Step-by-Step Instructions:
- Use the Sales table from Exercise 1
- Goal: Create a report with descriptive labels instead of NULLs for subtotals
- Write the enhanced query with labels:
SELECT CASE WHEN GROUPING(Region) = 1 THEN '**ALL REGIONS**' ELSE ISNULL(Region, 'Unknown') END AS Region, CASE WHEN GROUPING(Category) = 1 THEN '**ALL CATEGORIES**' ELSE ISNULL(Category, 'Unknown') END AS Category, SUM(Amount) AS TotalSales, COUNT(*) AS TransactionCount, AVG(Amount) AS AvgSale, CASE WHEN GROUPING(Region) = 1 AND GROUPING(Category) = 1 THEN 'Grand Total' WHEN GROUPING(Region) = 1 THEN 'Region Subtotal' WHEN GROUPING(Category) = 1 THEN 'Category Subtotal' ELSE 'Detail' END AS RowType FROM Sales GROUP BY ROLLUP (Region, Category) ORDER BY GROUPING(Region), Region, GROUPING(Category), Category; - Run and review the report: Notice how subtotals are clearly labeled and easy to understand
- Enhance further with formatting:
SELECT CASE WHEN GROUPING(Region) = 1 THEN '**ALL REGIONS**' ELSE Region END AS Region, CASE WHEN GROUPING(Category) = 1 THEN '**ALL CATEGORIES**' ELSE Category END AS Category, FORMAT(SUM(Amount), 'C') AS TotalSales, COUNT(*) AS Transactions, CASE GROUPING_ID(Region, Category) WHEN 0 THEN '📊 Detail' WHEN 1 THEN '📈 Category Total' WHEN 2 THEN '📊 Region Total' WHEN 3 THEN '🎯 GRAND TOTAL' END AS Level FROM Sales GROUP BY ROLLUP (Region, Category) ORDER BY GROUPING(Region), Region, GROUPING(Category), Category;
💡 Tips:
- Always label subtotal rows: Makes reports much more readable for end users
- Use bold markers for totals: Convention like '**ALL REGIONS**' or '**TOTAL**' helps them stand out
- Combine multiple aggregates: Include SUM, COUNT, AVG for comprehensive insights
- Use GROUPING_ID in CASE: Create different labels/formatting for each aggregation level
- Format currency properly: Use FORMAT() function for currency, percentages, etc.
- Order matters for readability: Sort by GROUPING() first to group detail and summary rows
✅ Expected Result: A professional, clearly labeled summary report with multiple aggregation levels and descriptive labels
🔄 Connection to Previous Learning: Combines SQL aggregation with report formatting, similar to Excel's subtotal feature with custom labels (Day 7)

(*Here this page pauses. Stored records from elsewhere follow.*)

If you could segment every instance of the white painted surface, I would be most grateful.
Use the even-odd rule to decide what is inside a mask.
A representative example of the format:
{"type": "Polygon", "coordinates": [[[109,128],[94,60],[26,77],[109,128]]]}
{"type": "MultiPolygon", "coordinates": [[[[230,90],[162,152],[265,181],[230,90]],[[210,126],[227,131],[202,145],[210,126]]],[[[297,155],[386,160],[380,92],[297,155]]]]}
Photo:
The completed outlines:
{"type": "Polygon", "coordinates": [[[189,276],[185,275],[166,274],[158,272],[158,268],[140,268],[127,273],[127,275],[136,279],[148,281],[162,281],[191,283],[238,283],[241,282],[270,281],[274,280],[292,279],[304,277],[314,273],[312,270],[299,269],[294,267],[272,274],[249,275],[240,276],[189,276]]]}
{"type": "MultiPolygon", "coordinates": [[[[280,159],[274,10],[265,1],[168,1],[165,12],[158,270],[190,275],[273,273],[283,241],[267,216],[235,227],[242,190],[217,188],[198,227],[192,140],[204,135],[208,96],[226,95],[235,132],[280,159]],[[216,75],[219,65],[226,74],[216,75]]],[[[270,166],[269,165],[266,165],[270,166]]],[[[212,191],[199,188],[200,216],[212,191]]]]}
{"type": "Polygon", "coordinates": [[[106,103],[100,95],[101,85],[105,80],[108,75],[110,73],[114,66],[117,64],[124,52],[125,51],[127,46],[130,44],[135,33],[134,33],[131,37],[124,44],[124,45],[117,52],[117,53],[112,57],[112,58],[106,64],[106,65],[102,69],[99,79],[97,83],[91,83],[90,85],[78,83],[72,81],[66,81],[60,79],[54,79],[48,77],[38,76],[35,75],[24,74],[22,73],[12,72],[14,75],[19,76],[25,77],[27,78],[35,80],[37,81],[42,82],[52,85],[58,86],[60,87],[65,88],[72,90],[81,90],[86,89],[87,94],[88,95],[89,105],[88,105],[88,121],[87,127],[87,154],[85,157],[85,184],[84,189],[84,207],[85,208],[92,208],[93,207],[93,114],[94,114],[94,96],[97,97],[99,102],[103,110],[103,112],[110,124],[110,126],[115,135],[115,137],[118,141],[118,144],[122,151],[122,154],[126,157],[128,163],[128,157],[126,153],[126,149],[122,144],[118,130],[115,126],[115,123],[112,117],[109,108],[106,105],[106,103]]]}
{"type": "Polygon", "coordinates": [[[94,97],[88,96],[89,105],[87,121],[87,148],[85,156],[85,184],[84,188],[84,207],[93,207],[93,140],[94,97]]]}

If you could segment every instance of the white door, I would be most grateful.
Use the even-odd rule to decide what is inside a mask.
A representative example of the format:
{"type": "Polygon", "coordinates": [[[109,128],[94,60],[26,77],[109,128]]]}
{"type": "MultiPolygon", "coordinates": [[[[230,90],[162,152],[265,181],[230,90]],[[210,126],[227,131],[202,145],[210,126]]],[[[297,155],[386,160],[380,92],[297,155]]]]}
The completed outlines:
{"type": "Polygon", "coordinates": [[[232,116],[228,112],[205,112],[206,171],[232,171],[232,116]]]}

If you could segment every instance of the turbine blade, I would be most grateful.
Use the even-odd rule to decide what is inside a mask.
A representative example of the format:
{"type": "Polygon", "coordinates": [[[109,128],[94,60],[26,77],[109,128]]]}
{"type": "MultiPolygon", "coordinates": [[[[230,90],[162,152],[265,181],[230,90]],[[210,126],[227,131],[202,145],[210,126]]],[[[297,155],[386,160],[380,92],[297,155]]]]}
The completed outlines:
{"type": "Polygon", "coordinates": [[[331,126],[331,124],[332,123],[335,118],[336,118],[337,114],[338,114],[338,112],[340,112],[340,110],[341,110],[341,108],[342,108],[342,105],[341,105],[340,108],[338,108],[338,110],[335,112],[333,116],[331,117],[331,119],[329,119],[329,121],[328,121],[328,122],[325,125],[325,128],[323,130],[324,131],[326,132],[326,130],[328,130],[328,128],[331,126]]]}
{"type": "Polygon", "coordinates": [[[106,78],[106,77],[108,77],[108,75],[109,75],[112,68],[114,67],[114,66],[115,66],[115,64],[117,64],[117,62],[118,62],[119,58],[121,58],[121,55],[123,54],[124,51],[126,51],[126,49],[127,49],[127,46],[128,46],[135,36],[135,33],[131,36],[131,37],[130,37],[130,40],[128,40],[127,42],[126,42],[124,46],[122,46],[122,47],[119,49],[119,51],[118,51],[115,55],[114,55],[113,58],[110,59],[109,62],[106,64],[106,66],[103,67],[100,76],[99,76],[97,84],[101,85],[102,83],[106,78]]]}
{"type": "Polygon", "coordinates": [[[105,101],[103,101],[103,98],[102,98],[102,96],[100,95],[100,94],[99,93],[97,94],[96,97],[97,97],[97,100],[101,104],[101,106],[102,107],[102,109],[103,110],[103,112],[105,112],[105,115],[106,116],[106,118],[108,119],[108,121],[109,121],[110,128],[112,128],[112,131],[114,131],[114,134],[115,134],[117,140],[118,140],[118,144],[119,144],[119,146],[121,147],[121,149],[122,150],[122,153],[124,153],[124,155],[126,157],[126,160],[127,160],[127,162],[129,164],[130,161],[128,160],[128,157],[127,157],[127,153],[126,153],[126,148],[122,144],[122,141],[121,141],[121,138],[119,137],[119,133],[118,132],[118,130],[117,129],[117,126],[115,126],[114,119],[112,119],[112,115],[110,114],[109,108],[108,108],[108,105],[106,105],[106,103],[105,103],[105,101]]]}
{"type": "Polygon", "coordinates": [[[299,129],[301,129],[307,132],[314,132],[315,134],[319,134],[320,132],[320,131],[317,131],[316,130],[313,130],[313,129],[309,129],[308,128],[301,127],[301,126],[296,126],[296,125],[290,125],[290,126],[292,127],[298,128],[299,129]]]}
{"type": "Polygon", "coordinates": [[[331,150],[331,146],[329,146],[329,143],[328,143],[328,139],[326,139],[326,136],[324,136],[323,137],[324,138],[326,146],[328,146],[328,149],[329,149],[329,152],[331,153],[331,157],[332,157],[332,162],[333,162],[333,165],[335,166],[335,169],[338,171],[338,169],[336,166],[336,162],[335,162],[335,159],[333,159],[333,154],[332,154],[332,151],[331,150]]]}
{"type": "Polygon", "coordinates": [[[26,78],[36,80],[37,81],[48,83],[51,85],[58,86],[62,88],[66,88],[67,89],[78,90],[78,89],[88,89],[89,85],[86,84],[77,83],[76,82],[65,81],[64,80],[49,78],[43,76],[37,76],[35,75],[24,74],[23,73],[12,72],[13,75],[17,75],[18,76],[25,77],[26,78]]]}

Independent Practice (60 min):
💡 Hints for Independent Practice:
- Start simple: Begin with basic variations before attempting complex modifications
- Break it down: Divide complex problems into smaller, manageable steps
- Test incrementally: Verify each step works before moving to the next
- Use documentation: Refer to official docs or tutorials when needed
- Experiment: Try different approaches to find what works best
Apply the concepts learned to different datasets and scenarios.
Daily Assignment (60 min):
Assignment:
- GROUPING SETS:Create report showing sales by (Category), (Region), (Category + Region), (Total)
- ROLLUP:Hierarchical summary by Year → Quarter → Month with subtotals
- CUBE:Cross-tabulation of sales by Region and Product Category (all combinations)
- Labeled Subtotals:Use GROUPING() with CASE to label rows as 'Category Total', 'Region Total', 'Grand Total'
- Performance Analysis:Compare performance of GROUPING SETS vs multiple queries
Expected Outcomes:
- Use GROUPING SETS for multiple aggregations
- Create summary reports with ROLLUP
- Generate cross-tabulations with CUBE
- Understand subtotals and grand totals
- Master multi-dimensional analysis
📝 Day 22 Quick Quiz - Test Your Knowledge!
Q1. What advanced concept is introduced in Day 22?
Q2. How can Day 22 skills improve your workflow?
Q3. What prerequisite knowledge does Day 22 assume?
Q4. What's a real-world application of Day 22 content?
Q5. What distinguishes Day 22 from earlier lessons?